The Scots hit the polls today to vote on whether the country should stay in the UK or become an independent Scottish nation.
Voters will answer a straightforward “Yes” or “No” to the referendum question: “Should Scotland be an independent country?”
Putting American voter turnout to shame, 4,285,323 people – 97% of the electorate – are registered to vote in what is expected to be the busiest day in Scottish electoral history.
A vote for independence would mean Scotland, with its population of about 5.3 million, splits from the rest of the United Kingdom, made up of England, Wales and Northern Ireland. But a vote against independence doesn’t necessarily mean the status quo will continue. Promises of further devolution to the Scottish parliament have made by all the main parties.
The Yes campaign argues that the Scottish people should be able to decide how their money (and future untapped oil resources) is spent. They’d rather sustain welfare spending than waste money on England’s nuclear weapon program and getting involved in wars. Also, since Scotland consistently votes to the left of the rest of the UK, they would never have to deal with another Conservative government telling them to cut this and privatize that.
The No campaign is more about the fear of the unknown, highlighting the risks of independence to the Scottish economy. These include the uncertainties over what currency the country would use in the event of a yes vote, doubts over the reliability of oil reserves, how the country will pay for its public services, uncertainties around Scotland’s continued membership of Europe, and the threat to jobs if businesses pull out of Scotland. Plus, the shared history of the union and the institutions that bind it together, blah, blah, blah.
As for British Prime Minister David Cameron, who foolishly agreed to the referendum back when support for Scottish independence was much lower, he’s reportedly had enough.
“I have to say that after the events I’ve been facing over the past few days, assassination would be a welcome release,” Cameron said.
The vote will be seen as a huge failure for Cameron if the Scots choose to go independent. But one good thing has come out of the referendum debacle for Cameron – a budding new friendship with former Labour Prime Minister Gordon Brown.
“We’re actually good friends,” Cameron said of his former rival, who has since become his ally in the political battle to keep Scotland from seceding.

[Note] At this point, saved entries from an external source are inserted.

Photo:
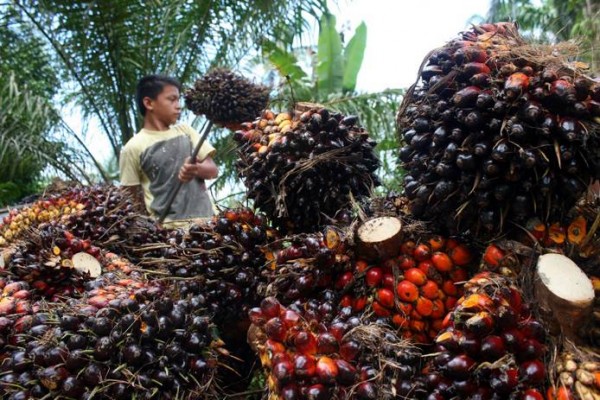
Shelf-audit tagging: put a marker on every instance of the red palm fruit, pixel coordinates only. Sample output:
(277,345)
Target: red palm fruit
(459,367)
(418,327)
(98,301)
(532,394)
(7,306)
(349,350)
(23,307)
(305,366)
(317,392)
(460,254)
(480,324)
(373,276)
(327,370)
(449,340)
(270,307)
(407,291)
(442,261)
(360,266)
(359,303)
(560,393)
(515,85)
(438,311)
(493,255)
(492,348)
(305,342)
(436,242)
(346,372)
(256,316)
(422,252)
(430,290)
(327,343)
(424,306)
(406,261)
(283,371)
(400,321)
(533,371)
(276,330)
(344,280)
(408,247)
(513,339)
(458,275)
(380,310)
(385,297)
(338,329)
(388,281)
(366,391)
(416,276)
(449,288)
(404,308)
(346,300)
(477,302)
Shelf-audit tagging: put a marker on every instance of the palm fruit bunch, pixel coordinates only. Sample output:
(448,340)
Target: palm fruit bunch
(226,97)
(303,171)
(303,265)
(224,256)
(498,131)
(416,289)
(491,346)
(317,350)
(576,375)
(145,345)
(45,259)
(55,207)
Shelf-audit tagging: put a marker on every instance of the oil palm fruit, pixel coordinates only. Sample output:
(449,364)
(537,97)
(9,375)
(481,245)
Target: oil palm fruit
(303,171)
(576,375)
(416,289)
(226,97)
(302,265)
(497,131)
(319,350)
(142,343)
(491,346)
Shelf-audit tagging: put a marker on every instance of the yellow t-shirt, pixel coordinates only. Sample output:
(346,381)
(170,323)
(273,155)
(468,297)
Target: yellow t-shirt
(153,159)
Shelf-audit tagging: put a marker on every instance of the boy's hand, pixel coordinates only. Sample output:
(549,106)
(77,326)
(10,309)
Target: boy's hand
(203,170)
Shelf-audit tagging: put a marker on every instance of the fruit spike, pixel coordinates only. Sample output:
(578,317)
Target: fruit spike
(330,355)
(149,342)
(490,344)
(492,136)
(303,171)
(226,97)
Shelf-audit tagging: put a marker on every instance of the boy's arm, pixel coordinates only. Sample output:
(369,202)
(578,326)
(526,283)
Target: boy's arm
(206,169)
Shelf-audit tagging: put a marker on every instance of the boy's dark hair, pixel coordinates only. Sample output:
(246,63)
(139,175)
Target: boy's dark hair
(151,86)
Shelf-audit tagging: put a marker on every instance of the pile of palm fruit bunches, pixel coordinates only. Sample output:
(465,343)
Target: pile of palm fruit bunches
(479,281)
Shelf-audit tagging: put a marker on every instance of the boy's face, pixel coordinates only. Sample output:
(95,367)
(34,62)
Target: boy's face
(166,107)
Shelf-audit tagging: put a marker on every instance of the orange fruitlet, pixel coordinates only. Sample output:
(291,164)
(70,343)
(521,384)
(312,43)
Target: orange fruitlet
(380,310)
(416,276)
(557,233)
(577,230)
(430,290)
(424,306)
(437,242)
(407,291)
(399,320)
(442,261)
(422,252)
(493,255)
(460,255)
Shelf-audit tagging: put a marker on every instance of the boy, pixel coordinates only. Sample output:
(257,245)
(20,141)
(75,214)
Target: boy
(160,152)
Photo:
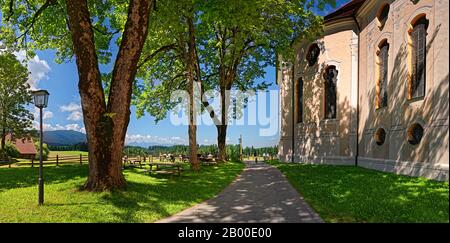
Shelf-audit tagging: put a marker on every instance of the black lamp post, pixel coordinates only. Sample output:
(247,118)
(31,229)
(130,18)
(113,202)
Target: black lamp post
(41,101)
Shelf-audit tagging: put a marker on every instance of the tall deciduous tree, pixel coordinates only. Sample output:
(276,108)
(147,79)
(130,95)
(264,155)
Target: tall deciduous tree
(171,65)
(238,39)
(15,95)
(85,30)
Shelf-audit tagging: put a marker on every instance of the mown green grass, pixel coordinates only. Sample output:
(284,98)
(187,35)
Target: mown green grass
(355,194)
(146,198)
(67,153)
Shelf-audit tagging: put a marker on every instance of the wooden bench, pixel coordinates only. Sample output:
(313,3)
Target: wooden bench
(207,161)
(176,167)
(132,162)
(4,159)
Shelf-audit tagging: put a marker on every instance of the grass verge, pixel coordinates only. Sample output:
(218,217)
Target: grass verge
(146,198)
(355,194)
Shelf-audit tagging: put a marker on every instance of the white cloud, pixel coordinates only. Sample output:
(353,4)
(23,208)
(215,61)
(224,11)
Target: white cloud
(49,127)
(75,116)
(37,67)
(46,114)
(138,138)
(75,111)
(70,107)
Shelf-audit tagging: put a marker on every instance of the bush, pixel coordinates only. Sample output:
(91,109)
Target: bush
(45,151)
(11,150)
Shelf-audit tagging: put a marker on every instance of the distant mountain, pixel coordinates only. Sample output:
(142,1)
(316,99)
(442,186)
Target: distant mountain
(64,137)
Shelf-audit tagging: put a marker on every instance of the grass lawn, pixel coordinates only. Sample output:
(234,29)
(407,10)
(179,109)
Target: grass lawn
(355,194)
(146,198)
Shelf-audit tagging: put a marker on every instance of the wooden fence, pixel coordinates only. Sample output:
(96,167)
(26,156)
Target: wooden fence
(60,160)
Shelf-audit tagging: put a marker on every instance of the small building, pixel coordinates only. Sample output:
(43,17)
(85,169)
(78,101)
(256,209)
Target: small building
(25,146)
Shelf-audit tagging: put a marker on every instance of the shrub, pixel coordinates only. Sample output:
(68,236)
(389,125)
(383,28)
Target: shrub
(11,150)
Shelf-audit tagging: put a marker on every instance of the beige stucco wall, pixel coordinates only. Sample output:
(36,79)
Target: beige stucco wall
(316,139)
(430,157)
(334,141)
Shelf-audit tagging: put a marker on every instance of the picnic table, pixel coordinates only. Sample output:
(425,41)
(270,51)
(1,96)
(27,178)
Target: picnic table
(132,161)
(176,167)
(207,160)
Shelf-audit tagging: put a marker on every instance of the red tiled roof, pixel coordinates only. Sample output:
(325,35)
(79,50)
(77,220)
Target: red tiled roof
(23,145)
(348,10)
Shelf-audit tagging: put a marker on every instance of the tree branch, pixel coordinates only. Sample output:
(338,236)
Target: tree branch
(36,15)
(103,32)
(152,55)
(11,12)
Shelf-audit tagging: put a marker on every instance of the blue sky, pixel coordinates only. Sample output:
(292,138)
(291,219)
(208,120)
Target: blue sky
(64,111)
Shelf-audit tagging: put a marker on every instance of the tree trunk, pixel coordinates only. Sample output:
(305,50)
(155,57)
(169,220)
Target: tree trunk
(222,127)
(191,62)
(3,139)
(221,142)
(106,125)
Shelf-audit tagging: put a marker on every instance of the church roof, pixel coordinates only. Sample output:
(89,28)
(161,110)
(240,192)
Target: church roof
(348,10)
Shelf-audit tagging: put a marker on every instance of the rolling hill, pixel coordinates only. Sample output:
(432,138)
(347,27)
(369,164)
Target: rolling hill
(64,137)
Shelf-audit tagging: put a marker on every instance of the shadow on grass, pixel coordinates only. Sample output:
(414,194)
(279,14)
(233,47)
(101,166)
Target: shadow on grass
(146,197)
(27,176)
(168,194)
(354,194)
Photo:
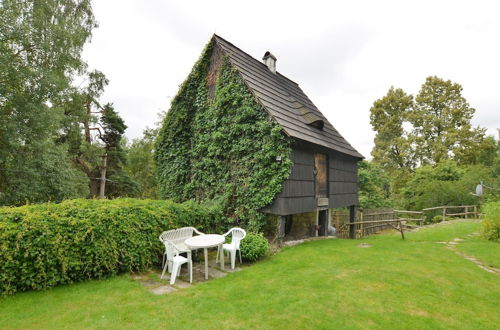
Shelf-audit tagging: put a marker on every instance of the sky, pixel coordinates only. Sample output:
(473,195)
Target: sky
(343,54)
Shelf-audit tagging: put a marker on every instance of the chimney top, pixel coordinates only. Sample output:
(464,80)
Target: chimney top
(270,60)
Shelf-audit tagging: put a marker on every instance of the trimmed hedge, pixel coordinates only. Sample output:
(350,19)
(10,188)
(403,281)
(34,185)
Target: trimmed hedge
(253,247)
(45,245)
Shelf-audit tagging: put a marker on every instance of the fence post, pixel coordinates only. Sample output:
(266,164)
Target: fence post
(361,225)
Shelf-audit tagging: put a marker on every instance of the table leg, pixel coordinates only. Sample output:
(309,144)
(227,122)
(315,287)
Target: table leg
(206,263)
(221,248)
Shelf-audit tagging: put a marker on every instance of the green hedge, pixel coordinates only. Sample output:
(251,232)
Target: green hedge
(45,245)
(491,223)
(253,247)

The Prime Minister said he and his predecessor also have regular phone chats, having put aside their political differences in recent months. Well, that’s sweet.
The Prime Minister also reiterated that he will not resign in the event of a Yes victory.
“My name is not on the ballot paper,” Cameron said. “What’s on the ballot paper is ‘does Scotland want to stay in the United Kingdom, or does Scotland want to separate itself from the United Kingdom?
“That’s the only question that will be decided on Thursday night. The question about my future will be decided at the British general election coming soon.”
Unless, of course, he’s assassinated first….
Update: Scotland voted No (55%), so no need to assassinate David Cameron just yet.